La gouvernance des données est stratégique : localisation, accès des autorités, durée de conservation et audit des algorithmes antifraude doivent être compréhensibles par les citoyens. L’avantage stratégique sera durable seulement si la donnée, la maintenance et la décision restent accessibles aux institutions africaines.
Les diasporas pourraient bénéficier, à terme, de passerelles moins coûteuses entre transferts internationaux et comptes régionaux. Aucun gain tarifaire ne doit être annoncé avant publication d’accords et de barèmes effectifs. La coopération régionale peut multiplier l’effet, à condition que les règles de partage des coûts, des risques et des bénéfices soient explicites.
l’adoption réelle : les preuves encore absentes
Le nombre exact de prestataires pleinement connectés et actifs au Sénégal à la date du dossier n’est pas consolidé dans un registre public unique. Cette lacune documentaire est importante : l’absence de publication n’établit pas un échec, mais interdit de conclure au niveau de certitude supérieur.

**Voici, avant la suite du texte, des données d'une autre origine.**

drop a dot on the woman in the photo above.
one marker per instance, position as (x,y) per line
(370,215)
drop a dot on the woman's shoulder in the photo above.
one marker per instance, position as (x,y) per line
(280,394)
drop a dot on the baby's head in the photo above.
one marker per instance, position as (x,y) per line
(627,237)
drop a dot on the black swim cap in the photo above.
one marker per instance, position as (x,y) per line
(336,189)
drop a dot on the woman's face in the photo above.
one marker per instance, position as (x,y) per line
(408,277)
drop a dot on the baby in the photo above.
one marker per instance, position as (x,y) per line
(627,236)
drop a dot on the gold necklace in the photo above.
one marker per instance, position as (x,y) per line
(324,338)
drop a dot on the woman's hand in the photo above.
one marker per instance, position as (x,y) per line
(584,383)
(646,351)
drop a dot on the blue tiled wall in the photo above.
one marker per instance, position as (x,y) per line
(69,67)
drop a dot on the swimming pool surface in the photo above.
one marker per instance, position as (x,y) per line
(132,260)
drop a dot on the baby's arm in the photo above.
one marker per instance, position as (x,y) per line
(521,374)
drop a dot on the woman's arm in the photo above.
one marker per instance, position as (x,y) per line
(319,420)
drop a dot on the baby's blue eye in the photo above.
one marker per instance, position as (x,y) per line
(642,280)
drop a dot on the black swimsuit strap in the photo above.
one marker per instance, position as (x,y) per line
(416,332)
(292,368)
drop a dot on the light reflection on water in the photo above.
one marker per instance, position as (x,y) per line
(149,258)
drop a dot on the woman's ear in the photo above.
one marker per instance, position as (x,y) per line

Les volumes, délais réels, taux d’échec et incidents de fraude par canal ne sont pas publiés avec une profondeur suffisante pour évaluer la généralisation. Tant que la pièce correspondante n’est pas disponible, toute conclusion plus affirmative relèverait de l’hypothèse et doit rester présentée comme telle.
L’impact sur les femmes, les zones rurales, les personnes handicapées et les usagers sans smartphone reste à mesurer par des indicateurs désagrégés. Une mise à jour éditoriale sera nécessaire dès qu’un audit, un contrat, une statistique consolidée ou un rapport d’exécution rendra ce point vérifiable.
Les modalités futures de connexion aux corridors de transferts de la diaspora et à d’autres systèmes africains demeurent des perspectives, non des services universellement disponibles. La question doit rester ouverte, avec une date de référence, afin de ne pas transformer une information manquante en affirmation négative.
Vers un marché de paiement ouest-africain : trois scénarios sous condition
Si la connexion des acteurs devient complète et fiable, PI-SPI peut devenir la couche commune des paiements de détail de l’UEMOA et stimuler des services marchands à faible coût. Ce scénario suppose la continuité du financement, la coopération des acteurs et l’absence de choc majeur ; il ne constitue pas une prévision certaine.
Si l’adoption progresse de façon inégale, le système coexistera longtemps avec les réseaux fermés, l’espèce et des frais périphériques ; l’inclusion avancera alors par segments. Sa probabilité dépendra de décisions encore réversibles et d’une mise en œuvre que les documents futurs permettront de comparer aux engagements initiaux.
Un incident majeur de cybersécurité ou une mauvaise gestion des litiges pourrait ralentir la confiance. Les données à suivre sont l’activité par pays, le coût total d’usage, la disponibilité, la fraude remboursée et la satisfaction des usagers. Il sert de grille de suivi plutôt que de conclusion : la rédaction devra le réviser si les indicateurs évoluent dans une autre direction.
Le corpus institutionnel qui fonde l’enquête
- BCEAO, portail institutionnel PI-SPI et présentation du service, consultés en août 2026.
- BCEAO, communiqué de lancement de PI-SPI, 30 septembre 2025.
- BCEAO, avis relatif à la connexion des participants et à l’échéance du 30 juin 2026.